Yes, I think that's the way to go. And rather than shoot for a feeble imitation, I'll let Lee write the start of this column himself. He's earned it:
I see eons / of geologic time / tight bands of / strata & sand, / above, I think of indians / Gabrielaños, Juaneños / gathering, hunting / hauling kids, / while SUV's whir below / now they rest / old bones / deep in willow roots & time / cradled gently / back to sand
That's from "Newport Bluffs," one of my favorite poems about the passage of time, which appeared in Lee's collection "Now and Then" from Moon Tide Press. In the poem, the narrator gazes from a laundry over the bluffs across Pacific Coast Highway, not far from where Lee has run the monthly Wednesday reading at Alta Coffee Warehouse & Restaurant since 1991.
Those who know me know that Moon Tide is the book press I helped launch in 2006, and that Lee was one of the co-founders. They may also know that the first poetry reading I ever attended was Lee's show at Alta a decade or so ago. As a poet, as a publisher, as an event host, he's reached a lot of people here.
And now, to borrow a line from him, Lee's Orange County poetry career has gone back to sand. For more than 20 years, he's organized Poetry at Alta as well as the monthly Factory Readings, which launched in Santa Ana in the late 1980s and most recently met every first Tuesday at the Gypsy Den.
Given Lee's flair for showmanship — more on that in a moment — I always imagined that if he ever retired his readings, he'd do it in the most grandiose way possible: with a massive show that lasted for, oh, seven or eight hours, full of poets, musicians, speeches and other assorted zaniness. We'd all pack the Gypsy Den or Alta with our notebooks full of work, form an open-mic queue that stretched far outside the door, then toast the end of an era with coffee, wine or something stronger.
Instead, after making so much joyful noise the last quarter-century, Lee stepped down in the quietest way possible. One of his fellow poets, who sometimes played substitute host at the two readings, sent out a mass email declaring that the readings had stopped and that Lee, a longtime English professor at Santa Ana College, was retiring and moving to Las Vegas to be with his family.
The email contained a brief message from Lee thanking everyone for their support over the years, and that was that. Back to sand, indeed.
I put a message in to Lee, and when I heard back, I got some heartening news. First of all, he's not abandoning poetry by any means; he plans to look for a scene in Las Vegas, if one exists. And although he's retired his two readings, he's not leaving Orange County until after the new year, so hopefully we'll catch him at one of the other venues around town before then.

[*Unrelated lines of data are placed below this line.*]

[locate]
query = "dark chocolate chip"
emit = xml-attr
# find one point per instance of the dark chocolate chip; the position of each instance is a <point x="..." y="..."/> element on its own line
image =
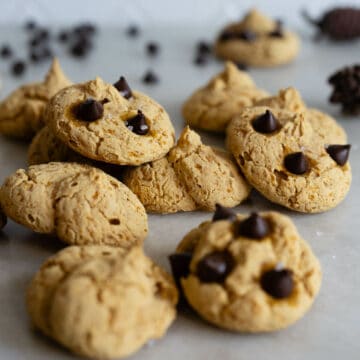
<point x="254" y="227"/>
<point x="339" y="153"/>
<point x="18" y="67"/>
<point x="215" y="267"/>
<point x="89" y="110"/>
<point x="296" y="163"/>
<point x="123" y="87"/>
<point x="265" y="123"/>
<point x="278" y="283"/>
<point x="137" y="124"/>
<point x="223" y="213"/>
<point x="150" y="78"/>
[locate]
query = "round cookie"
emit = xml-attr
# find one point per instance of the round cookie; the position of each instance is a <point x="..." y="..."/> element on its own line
<point x="191" y="177"/>
<point x="288" y="162"/>
<point x="212" y="106"/>
<point x="41" y="290"/>
<point x="95" y="120"/>
<point x="80" y="204"/>
<point x="257" y="41"/>
<point x="254" y="274"/>
<point x="109" y="307"/>
<point x="22" y="112"/>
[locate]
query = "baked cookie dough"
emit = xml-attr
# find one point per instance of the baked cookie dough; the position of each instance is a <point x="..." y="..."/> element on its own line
<point x="254" y="274"/>
<point x="102" y="302"/>
<point x="213" y="106"/>
<point x="22" y="112"/>
<point x="192" y="176"/>
<point x="257" y="41"/>
<point x="287" y="160"/>
<point x="80" y="204"/>
<point x="97" y="121"/>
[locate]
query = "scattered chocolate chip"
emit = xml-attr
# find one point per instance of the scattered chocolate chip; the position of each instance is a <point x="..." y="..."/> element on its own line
<point x="152" y="49"/>
<point x="215" y="267"/>
<point x="137" y="124"/>
<point x="6" y="51"/>
<point x="89" y="110"/>
<point x="18" y="67"/>
<point x="123" y="87"/>
<point x="265" y="123"/>
<point x="296" y="163"/>
<point x="339" y="153"/>
<point x="223" y="213"/>
<point x="278" y="283"/>
<point x="150" y="78"/>
<point x="254" y="227"/>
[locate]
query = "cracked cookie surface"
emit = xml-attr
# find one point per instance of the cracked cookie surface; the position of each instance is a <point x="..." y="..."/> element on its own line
<point x="22" y="112"/>
<point x="192" y="176"/>
<point x="212" y="107"/>
<point x="78" y="203"/>
<point x="239" y="302"/>
<point x="108" y="139"/>
<point x="257" y="41"/>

But even if Poetry at Alta and the Factory Readings end without fanfare, we have our memories to sustain us. I have no doubt that half the publications in Orange County will run something in the coming months about Lee's retirement, and there should be more than enough quotes to go around. You'll hear stories about his improvised spiels that ran for minutes on end, his off-the-wall Valentine's Day contests, his knack for climbing on furniture, tossing beads to the crowd and doing anything else to bring a poem alive.
As for my favorite memory? That would be a night at Alta when Lee, planning to recite a poem that had a dramatic line toward the end, snuck back to the kitchen and "borrowed" a couple of dishes. When he reached that line, he whipped out the dishes from behind his back and smashed them together, sending shards flying and the spectators in the first few rows recoiling.

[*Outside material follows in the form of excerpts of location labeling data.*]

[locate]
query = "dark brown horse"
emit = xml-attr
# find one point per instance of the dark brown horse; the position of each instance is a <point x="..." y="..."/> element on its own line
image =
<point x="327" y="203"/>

After the reading, I emailed Lee and said I had enjoyed the show, but would make sure to wear safety goggles next time. For months afterward, he quoted that line to other poets, and I felt flattered. Did Alta bill him for the plates? I never bothered to ask. But with all the business he brought them over the last two decades, with all the poets whose reputations he helped to boost, maybe they were willing to grant him a moment of indulgence.